How-to: Host System Performance Tuning Guide
1. Overview
This how-to guide discusses host system performance tuning tips that support high sample rate and high data throughput operation when working with Per Vices SDRs.
For a discussion on host machine data flow using Per Vices SDR, see the reference here.

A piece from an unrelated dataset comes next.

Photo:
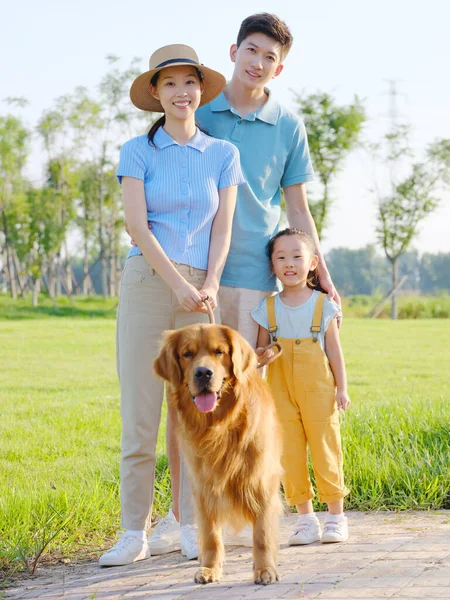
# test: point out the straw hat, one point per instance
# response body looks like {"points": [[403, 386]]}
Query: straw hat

2. Benchmarking your host system’s performance
-
Update to the latest version of UHD. Find this information at how-to install UHD.
-
Once you have the latest package build, navigate to /lib/uhd/examples/benchmark_rate. To see the options to run this program, use the following command:
$ sudo ./benchmark_rate --help
-
An example of running this program to test data flowing (10 seconds, at 162.5MSPS to channal A) from the host system to the FPGA is the following:
$ sudo ./benchmark_rate --duration 10 --tx_rate 162500000 --tx_otw=sc16 --tx_cpu=sc16 --channels=0 --tx_channels "0" --drop-threshold 1
-
An example of running this program to test data flowing from the FPGA to the host system (10 seconds, at 162.5MSPS from channal A) is the following:
$ sudo ./benchmark_rate --duration 10 --rx_rate 162500000 --rx_otw=sc16 --rx_cpu=sc16 --channels=0 --rx_channels "0" --drop-threshold 1
-
After running this test, you will see the following variable results:
Benchmark rate summary: Num received samples: ### Num dropped samples: ### Num overruns detected: ### Num transmitted samples: ### Num sequence errors (Tx): ### Num sequence errors (Rx): ### Num underruns detected: ### Num late commands: ### Num timeouts (Tx): ### Num timeouts (Rx): ###
-Num received samples is the number of samples received multiplied by number of channels.

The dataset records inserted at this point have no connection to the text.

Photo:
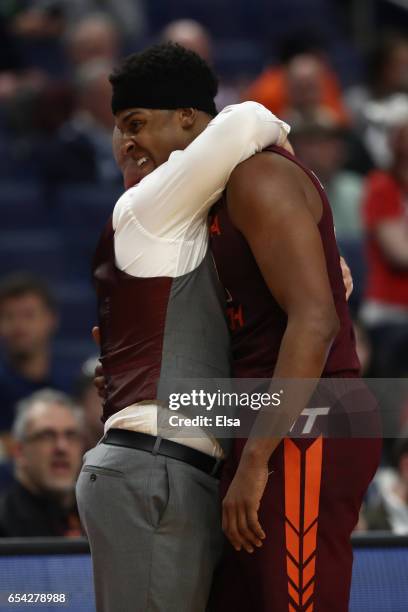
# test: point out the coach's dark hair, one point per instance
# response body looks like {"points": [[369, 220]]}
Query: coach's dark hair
{"points": [[165, 76], [20, 284]]}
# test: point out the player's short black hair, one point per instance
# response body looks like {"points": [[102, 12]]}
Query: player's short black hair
{"points": [[21, 284], [165, 76]]}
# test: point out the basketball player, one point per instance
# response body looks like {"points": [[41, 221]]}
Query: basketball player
{"points": [[150, 506], [288, 319]]}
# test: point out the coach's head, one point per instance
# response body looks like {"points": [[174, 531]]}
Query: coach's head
{"points": [[162, 99]]}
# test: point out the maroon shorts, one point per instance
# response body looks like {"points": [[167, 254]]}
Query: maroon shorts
{"points": [[310, 507]]}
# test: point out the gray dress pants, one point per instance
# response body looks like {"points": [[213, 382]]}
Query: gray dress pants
{"points": [[154, 529]]}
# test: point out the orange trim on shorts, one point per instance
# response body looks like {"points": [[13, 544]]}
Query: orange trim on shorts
{"points": [[303, 472]]}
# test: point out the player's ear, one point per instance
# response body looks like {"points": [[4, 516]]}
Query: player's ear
{"points": [[187, 117]]}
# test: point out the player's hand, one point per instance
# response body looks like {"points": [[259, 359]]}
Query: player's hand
{"points": [[241, 504], [347, 278]]}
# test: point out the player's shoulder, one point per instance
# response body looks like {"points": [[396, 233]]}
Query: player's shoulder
{"points": [[265, 170]]}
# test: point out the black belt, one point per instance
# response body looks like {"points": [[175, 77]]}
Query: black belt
{"points": [[167, 448]]}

-Num dropped samples is how many samples dropped during the Tx or Rx rate test.
-Num overruns detected means that the transport has either dropped a packet or received data out of order.
-Num transmitted samples is number of samples transmitted multiplied by number of channels.
-Num sequence errors (Tx) means there was packet loss between host and device or packet loss within a burst.
-Num sequence errors (Rx) means an internal receive buffer has filled or a sequence error has been detected.
-Num underruns detected means an internal send buffer has emptied or an underflow occurred inside a packet and equals the number of status messages reported.
-Num late commands means a stream command was issued in the past.
-Num timeouts (Tx) means there was no samples in the buffer to send.
-Num timeouts (Rx) means there was no packet received and the implementation timed-out.
3. CPU Performance Governer
CPU performance scaling enables the operating system to scale the CPU frequency (i.e. clock speed) up or down in order to save power or improve performance. The Linux kernel offers CPU performance scaling via the cpufreq subsystem, which defines two layers of abstraction: scaling governors implement the algorithms to compute the desired CPU frequency, potentially based off of the system’s needs, and scaling drivers interact with the CPU directly, enacting the desired frequencies that the current governor is requesting.
For SDR and host system high performance, it is important to set CPU governor to performance. This can be done with a Linux utility subsystem called cpufrequtils. You can find more information for Ubuntu here, and for Archlinux here.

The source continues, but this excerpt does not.